Integration with Power Automate and Microsoft Teams was notable because recommendations surface directly in collaboration workflows where users can review or act without leaving their environment. 

There were also demonstrations of Copilot generating pipelines, creating notebooks and extracting insights using natural language prompts. Built in functions for sentiment analysis and sensitive information detection showed how AI capabilities are becoming embedded into everyday workflows. 

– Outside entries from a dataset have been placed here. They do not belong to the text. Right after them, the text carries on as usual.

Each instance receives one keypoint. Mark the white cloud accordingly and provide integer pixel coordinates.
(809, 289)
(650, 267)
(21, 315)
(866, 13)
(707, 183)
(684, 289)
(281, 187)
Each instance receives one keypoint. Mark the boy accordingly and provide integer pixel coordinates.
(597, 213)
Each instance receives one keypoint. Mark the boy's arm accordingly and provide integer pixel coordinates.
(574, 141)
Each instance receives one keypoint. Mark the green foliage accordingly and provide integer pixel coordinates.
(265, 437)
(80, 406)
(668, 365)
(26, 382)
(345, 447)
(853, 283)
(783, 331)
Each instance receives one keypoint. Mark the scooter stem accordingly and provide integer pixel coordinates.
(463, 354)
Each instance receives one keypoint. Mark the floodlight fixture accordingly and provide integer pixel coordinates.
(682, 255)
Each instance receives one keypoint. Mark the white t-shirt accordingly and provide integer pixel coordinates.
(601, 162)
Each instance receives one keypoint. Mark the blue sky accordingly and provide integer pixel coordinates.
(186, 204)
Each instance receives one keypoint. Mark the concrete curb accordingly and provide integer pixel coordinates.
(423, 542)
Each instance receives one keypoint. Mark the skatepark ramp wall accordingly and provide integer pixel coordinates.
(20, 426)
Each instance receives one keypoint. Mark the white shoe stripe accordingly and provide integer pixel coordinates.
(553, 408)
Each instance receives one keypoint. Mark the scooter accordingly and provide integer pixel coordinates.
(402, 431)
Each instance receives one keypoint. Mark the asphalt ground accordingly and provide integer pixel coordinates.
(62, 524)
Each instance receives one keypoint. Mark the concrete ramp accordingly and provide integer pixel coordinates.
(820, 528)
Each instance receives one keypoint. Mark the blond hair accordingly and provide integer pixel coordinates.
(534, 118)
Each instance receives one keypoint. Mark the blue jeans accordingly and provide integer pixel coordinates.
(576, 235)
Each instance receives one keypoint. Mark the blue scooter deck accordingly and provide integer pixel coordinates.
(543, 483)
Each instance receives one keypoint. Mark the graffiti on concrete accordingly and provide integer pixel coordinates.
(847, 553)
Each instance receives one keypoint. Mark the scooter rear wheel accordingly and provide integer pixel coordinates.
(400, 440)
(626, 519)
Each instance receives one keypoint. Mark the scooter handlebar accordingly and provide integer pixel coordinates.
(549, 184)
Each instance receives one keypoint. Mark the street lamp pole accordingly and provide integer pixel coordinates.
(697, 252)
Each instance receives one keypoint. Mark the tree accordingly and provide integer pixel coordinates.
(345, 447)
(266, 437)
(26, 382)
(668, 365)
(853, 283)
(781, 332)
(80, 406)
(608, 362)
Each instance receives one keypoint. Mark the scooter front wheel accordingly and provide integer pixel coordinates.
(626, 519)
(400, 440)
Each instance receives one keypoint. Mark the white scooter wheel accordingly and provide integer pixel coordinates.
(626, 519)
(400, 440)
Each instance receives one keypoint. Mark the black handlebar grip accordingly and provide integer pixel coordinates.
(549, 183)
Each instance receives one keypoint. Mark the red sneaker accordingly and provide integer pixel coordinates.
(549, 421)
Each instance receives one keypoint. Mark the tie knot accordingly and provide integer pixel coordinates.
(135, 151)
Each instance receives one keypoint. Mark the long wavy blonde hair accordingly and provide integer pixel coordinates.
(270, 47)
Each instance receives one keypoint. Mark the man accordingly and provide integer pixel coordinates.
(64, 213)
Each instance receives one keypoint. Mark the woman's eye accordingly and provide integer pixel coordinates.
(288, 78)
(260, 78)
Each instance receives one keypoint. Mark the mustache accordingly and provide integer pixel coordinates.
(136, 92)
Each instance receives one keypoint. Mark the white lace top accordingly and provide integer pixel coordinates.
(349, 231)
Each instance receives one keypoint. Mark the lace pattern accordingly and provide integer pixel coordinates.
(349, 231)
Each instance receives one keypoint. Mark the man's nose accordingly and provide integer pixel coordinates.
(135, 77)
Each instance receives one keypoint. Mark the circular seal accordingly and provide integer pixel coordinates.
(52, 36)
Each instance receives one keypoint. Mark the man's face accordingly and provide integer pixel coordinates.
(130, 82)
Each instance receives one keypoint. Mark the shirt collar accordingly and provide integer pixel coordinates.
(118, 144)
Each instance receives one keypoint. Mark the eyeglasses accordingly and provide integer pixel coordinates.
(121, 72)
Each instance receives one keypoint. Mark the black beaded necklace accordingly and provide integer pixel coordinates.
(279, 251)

Security and Cost Governance

Q – Megan
Security and cost governance always matter to clients. What did you love seeing here? 

A – Bharani
Security maturity within OneLake stood out. Access management at the storage layer ensures rules are consistently enforced across compute engines including Spark, SQL and Power BI. The ability to apply column and row level restrictions is particularly important for organisations managing regionally sensitive datasets. 

Cost optimisation was another key theme. Guidance included starting small with capacity sizing, optimising lakehouses regularly, isolating Copilot workloads where possible and maintaining visibility through monitoring tools. The focus was on proactive management rather than reactive cost control. 


We loved Fabric February 

Fabric February reinforced many of the themes explored in our recent Microsoft trends blogparticularly the shift toward embedded intelligence, evolving team structures and governance discipline as platforms mature. 

What stood out from this conversation was how these shifts are already shaping delivery thinking. The direction of travel is not just about expanding capability. It is about context, lifecycle discipline and organisational readiness to work differently alongside intelligent systems. 

We will continue sharing insights as the platform evolves and as our teams apply these learnings in practice.